INTRODUCTION
Patrick Swenson
I KNOW JAMES VAN PELT A LITTLE. OKAY, MAYBE A LOT. I knew him early on from the short stories he’d sent to me for the magazine I edited, Talebones. I received a story from him called “Miss Hathaway’s Spider.” I don’t remember if it was the first story he sent me, but it might have been. He’d submitted it to a ton of markets and couldn’t sell it, but he believed in the story. It just goes to show you that sometimes you need to put the right story in front of the right editor at the right time. Jim is a teacher. Whaddya know? So am I! I instantly understood what he was doing in the story, including its clever structure around Bloom’s Taxonomy of the Cognitive Domain. I bought it for the Spring 1998 issue. Nine more Van Pelt stories followed, on up until 2008, a year before the magazine closed.
In 2001, I knew him well enough to know I wanted a short story collection from him. Strangers and Beggars came out the next year and was an ALA Best Book. My good luck is that James Van Pelt keeps coming back to Fairwood Press. Also, he is a prolific short story writer, with over 150 published stories to date. Including this new book, I’ve now done five collections with him. I also published two of his novels. His first, Summer of the Apocalypse, is my bestselling title to date. It still sells well, over ten years later.
In 2007, I started a writers retreat called The Rainforest Writers Village, which I host at Lake Quinault, WA, every February and March. (There are three different sessions over three weeks.) Jim has been to one of the sessions every year except the first one. While the primary activity at the retreat is writing, I schedule a few one-hour talks by professional writers on topics that might be of interest to the attendees. Jim has taught a lot of them over the years, and they’re always well attended. (Remember I said he was a teacher?)
A couple years ago he said he was planning to write a story a week for a year: a challenge that Ray Bradbury had once suggested writers do if they wanted to improve their writing skills. (You’ll read more about this in Jim’s afterword.) He asked if he could do a talk about the entire process and the results, knowing that when the 2016 retreat started, he would have just finished his year of writing. Naturally, I said of course.
He sold a lot of those stories he wrote during that year. Thirty-five of them. That means he sold 67% of the 52 stories he wrote in one year. It’s an impressive feat, to say the least. This collection includes twenty-four of those published stories. That’s close to half of the stories he wrote in a year.

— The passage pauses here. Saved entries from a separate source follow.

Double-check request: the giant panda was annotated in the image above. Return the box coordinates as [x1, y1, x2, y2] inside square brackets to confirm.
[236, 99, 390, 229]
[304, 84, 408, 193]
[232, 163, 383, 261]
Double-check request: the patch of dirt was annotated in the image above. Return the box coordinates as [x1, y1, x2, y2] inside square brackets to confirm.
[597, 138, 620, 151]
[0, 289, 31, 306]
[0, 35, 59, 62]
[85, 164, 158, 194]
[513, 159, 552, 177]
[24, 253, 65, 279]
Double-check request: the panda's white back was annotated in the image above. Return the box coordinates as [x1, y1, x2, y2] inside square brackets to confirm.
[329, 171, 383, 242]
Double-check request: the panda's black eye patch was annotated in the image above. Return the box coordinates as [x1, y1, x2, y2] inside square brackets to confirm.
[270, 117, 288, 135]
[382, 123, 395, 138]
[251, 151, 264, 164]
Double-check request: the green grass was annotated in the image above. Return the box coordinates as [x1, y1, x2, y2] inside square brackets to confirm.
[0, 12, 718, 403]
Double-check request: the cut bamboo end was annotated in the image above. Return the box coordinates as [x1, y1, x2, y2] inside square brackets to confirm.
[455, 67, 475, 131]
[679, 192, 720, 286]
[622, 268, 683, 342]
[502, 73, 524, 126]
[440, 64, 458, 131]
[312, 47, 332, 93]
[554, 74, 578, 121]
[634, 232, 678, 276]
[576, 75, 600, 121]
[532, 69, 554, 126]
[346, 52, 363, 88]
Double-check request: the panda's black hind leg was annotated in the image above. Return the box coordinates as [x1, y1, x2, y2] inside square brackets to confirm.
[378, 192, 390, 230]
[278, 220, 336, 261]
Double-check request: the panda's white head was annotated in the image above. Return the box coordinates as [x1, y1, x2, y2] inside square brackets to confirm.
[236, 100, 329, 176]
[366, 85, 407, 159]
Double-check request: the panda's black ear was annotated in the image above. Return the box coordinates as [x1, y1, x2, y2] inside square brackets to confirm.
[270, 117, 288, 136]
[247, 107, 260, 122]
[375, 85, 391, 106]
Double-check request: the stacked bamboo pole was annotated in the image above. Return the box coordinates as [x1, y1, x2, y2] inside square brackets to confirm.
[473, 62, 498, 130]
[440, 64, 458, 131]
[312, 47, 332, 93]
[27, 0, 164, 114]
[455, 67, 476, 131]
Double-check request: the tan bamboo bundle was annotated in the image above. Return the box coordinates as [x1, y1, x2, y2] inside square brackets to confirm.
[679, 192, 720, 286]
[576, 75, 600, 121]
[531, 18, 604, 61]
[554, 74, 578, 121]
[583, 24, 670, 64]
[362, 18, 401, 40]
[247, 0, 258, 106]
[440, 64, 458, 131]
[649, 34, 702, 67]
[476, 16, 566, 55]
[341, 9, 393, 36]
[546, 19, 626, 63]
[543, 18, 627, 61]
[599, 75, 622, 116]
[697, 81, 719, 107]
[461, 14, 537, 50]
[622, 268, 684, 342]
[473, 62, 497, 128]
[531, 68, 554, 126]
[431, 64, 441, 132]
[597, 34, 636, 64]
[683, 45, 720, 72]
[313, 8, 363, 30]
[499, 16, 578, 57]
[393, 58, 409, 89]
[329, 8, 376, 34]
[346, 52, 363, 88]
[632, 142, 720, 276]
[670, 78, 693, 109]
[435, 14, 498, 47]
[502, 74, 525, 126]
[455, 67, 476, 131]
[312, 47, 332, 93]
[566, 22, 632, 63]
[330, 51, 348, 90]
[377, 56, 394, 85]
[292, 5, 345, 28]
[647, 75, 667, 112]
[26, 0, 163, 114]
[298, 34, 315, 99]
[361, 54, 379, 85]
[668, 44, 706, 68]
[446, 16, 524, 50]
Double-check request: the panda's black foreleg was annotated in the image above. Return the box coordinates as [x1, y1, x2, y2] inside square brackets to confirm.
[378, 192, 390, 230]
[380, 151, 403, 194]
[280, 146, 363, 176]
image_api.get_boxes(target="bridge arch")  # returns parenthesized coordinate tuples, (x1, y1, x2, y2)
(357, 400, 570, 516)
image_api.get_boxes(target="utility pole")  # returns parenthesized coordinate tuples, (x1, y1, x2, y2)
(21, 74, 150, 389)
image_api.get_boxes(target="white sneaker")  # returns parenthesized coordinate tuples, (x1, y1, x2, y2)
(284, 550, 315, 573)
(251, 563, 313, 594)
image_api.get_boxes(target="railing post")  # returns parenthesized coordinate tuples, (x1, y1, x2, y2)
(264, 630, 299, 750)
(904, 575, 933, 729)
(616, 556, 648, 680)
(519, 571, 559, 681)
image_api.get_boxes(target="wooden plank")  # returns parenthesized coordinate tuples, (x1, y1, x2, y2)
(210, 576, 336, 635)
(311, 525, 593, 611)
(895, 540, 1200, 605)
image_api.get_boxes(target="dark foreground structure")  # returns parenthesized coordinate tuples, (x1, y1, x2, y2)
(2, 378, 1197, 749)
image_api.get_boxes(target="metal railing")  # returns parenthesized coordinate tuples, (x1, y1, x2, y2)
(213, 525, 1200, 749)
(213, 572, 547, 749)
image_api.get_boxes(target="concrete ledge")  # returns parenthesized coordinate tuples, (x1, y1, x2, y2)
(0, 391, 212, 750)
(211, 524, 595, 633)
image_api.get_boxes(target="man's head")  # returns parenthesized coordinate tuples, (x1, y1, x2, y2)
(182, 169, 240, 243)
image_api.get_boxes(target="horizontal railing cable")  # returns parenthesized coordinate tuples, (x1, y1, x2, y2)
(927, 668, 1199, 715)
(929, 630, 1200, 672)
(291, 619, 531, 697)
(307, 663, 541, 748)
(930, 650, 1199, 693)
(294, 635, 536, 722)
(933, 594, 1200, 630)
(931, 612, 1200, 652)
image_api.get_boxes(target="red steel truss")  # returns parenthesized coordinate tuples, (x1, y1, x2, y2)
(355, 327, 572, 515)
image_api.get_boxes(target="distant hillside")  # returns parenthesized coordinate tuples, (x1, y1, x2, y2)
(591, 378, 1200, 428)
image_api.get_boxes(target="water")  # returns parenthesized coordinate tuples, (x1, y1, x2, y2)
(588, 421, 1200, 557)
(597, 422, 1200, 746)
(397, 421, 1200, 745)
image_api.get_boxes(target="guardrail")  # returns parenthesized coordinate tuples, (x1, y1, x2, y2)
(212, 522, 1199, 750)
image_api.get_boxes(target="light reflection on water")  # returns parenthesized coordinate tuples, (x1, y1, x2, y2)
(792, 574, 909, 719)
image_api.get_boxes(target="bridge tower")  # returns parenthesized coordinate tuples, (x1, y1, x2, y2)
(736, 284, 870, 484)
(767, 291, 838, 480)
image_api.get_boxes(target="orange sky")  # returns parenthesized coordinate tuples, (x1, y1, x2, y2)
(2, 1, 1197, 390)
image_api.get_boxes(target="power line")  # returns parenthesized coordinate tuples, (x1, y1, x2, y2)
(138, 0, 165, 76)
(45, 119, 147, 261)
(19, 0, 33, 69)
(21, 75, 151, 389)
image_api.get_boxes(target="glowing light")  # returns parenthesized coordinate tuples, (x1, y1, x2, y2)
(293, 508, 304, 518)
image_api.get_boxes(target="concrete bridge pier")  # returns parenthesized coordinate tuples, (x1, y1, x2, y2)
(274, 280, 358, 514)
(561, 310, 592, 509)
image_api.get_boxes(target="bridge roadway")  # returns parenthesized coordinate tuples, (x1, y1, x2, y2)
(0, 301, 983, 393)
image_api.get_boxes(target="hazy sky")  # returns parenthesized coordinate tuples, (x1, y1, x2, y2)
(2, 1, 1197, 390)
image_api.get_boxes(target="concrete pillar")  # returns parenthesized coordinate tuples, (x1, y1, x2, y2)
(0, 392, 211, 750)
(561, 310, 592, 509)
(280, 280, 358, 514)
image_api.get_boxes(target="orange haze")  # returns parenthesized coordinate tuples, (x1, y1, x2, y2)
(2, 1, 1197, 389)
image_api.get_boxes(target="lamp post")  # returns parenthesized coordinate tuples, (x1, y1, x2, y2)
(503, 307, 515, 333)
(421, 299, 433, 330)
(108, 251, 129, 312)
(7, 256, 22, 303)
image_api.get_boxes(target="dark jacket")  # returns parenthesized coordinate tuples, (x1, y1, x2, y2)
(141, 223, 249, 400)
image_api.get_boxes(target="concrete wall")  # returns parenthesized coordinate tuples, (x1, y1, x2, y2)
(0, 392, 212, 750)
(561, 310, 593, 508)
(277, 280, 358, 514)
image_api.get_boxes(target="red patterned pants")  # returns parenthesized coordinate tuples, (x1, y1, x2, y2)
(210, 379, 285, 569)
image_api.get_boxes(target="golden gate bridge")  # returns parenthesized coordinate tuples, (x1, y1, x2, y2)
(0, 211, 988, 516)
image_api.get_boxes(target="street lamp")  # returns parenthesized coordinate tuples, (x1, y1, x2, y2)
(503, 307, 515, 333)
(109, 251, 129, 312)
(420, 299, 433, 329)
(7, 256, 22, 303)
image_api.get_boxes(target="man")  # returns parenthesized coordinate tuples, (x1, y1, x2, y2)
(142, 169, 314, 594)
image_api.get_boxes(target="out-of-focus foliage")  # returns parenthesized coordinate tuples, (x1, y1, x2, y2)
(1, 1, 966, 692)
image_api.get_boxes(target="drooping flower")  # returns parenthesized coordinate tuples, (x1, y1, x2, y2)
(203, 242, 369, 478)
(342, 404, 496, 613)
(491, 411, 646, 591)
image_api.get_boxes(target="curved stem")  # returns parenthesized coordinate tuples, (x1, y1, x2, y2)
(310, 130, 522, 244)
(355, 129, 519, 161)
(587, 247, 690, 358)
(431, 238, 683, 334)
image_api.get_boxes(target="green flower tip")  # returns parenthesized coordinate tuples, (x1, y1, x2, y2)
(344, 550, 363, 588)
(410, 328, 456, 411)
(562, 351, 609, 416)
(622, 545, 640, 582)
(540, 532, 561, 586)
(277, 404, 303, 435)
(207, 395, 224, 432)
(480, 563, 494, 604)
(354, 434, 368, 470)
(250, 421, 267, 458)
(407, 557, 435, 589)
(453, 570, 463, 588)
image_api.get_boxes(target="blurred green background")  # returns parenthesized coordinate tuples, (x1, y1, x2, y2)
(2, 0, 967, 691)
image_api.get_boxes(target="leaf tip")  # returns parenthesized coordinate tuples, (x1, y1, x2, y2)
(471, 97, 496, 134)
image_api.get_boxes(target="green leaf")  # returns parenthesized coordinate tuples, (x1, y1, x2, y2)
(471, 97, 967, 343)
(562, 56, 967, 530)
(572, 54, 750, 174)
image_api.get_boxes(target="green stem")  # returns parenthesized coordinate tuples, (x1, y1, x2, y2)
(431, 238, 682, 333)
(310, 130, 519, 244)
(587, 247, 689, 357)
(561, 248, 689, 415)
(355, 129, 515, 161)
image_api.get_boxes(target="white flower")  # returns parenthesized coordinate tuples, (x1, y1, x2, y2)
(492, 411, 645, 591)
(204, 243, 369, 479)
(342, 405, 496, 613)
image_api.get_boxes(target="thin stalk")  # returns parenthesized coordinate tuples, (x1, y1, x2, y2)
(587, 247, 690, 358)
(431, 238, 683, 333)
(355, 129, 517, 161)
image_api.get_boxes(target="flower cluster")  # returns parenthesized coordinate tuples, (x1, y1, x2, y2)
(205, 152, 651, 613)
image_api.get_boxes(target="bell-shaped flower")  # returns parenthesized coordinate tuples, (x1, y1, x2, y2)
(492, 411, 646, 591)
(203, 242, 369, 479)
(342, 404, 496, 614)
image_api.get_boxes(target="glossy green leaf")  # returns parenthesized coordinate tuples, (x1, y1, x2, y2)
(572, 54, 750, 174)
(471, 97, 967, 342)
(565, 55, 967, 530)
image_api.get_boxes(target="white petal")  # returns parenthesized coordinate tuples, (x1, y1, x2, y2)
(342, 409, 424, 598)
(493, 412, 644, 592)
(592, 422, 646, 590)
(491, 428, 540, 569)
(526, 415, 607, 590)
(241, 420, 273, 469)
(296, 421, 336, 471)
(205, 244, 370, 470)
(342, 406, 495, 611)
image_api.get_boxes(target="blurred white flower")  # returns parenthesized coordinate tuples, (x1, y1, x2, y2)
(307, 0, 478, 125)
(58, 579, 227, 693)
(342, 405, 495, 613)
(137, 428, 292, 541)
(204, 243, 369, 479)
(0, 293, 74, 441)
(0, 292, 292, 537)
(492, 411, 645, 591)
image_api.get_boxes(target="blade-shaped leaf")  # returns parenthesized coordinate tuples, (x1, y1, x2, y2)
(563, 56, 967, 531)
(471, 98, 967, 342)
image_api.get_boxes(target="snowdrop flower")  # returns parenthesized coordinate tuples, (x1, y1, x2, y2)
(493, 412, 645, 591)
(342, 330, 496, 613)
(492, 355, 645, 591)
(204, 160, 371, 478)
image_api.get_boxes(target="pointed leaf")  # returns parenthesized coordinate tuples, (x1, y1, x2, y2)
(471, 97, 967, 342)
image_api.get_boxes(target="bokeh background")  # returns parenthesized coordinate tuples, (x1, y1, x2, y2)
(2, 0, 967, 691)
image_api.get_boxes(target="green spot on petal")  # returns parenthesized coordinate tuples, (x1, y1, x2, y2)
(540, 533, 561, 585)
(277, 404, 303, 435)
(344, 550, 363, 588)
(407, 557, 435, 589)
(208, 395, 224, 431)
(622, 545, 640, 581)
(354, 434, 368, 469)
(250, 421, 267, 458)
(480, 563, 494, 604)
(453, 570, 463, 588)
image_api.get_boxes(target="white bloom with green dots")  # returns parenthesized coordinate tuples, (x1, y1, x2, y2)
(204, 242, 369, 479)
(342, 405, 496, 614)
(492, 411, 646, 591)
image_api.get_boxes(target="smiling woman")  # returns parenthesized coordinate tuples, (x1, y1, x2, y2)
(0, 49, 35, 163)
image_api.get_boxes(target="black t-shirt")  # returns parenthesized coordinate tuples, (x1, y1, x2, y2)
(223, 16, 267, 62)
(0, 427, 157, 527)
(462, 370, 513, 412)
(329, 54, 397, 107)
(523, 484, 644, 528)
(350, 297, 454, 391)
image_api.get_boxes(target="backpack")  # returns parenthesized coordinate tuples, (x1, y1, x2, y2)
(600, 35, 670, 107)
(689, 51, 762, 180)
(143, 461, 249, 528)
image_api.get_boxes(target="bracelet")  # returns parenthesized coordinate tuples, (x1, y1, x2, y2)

My point is: James Van Pelt can write a short story. He’ll confess he learned quite a bit during that year, but he’s one of our best speculative storytellers. Certainly, a writer can learn to do better. (We can all learn to do better at anything, if we practice a lot.) He presented the talk a second time this past February, but to a different session and to a different set of writers. He talked about the process and what he learned. During this long trek, he traveled into weird country, saw peculiar dead ends, discovered hidden cities, and blazed new trails (for him). So it seemed natural that he should share what he learned during his travels into the writing process and persistent invention.
Jim and I would have done another collection, regardless of his story-a-week challenge, but now we had something unique: here was a chance to publish a collection that contained only the published stories from this year-long journey into the writing wilderness. Jim also had the idea that he should make this collection of interest to readers and writers alike. He decided to write a story note before the story that would be of interest to readers (which is pretty much all of us, isn’t it?), and to write a story note at the end of the story that would be of interest to writers. (I’m also one of those, so bonus!)
Many years ago, Jim and I talked about putting together a writing book about plot. We would get permission to reprint some classic SF stories, and then Jim would deconstruct them and explain why they succeeded on the plot level. Stories included Robert Silverberg’s “Caught in the Organ Draft,” Bob Shaw’s “The Light of Other Days,” and many others. He would talk about plot being a metaphor. (We thought Plot is a Metaphor might be a great title for it. Jim mentions this idea in a story note for writers after his story “No One is So Fierce.”) While this project never quite coalesced, I hope to some day talk him into bringing it to fruition. In the meantime, we have something even better: James Van Pelt’s newest short stories and his fascinating insights about them.
I chose not to single out stories in this introduction. Seriously, if you’ve bought this book, you’ll read them (in whatever order and in whatever manner you like) without me having to convince you that they’re fabulous. I’ve read them and loved them, as I have read and loved most of his stories. I’ve read and published, in five collections, 98 of his 152 published stories. (If you go to his website, you’ll see all of them listed there in his bibliography.) This pretty much makes me an expert on his short stories.
I know him well, so take my word for it and read a Van Pelt story—or twenty-four. Experience The Experience Arcade. Immerse yourself into the fireworks show, the fantastic carnival, and try your luck. But keep your pocket change handy. You’ll be back for more.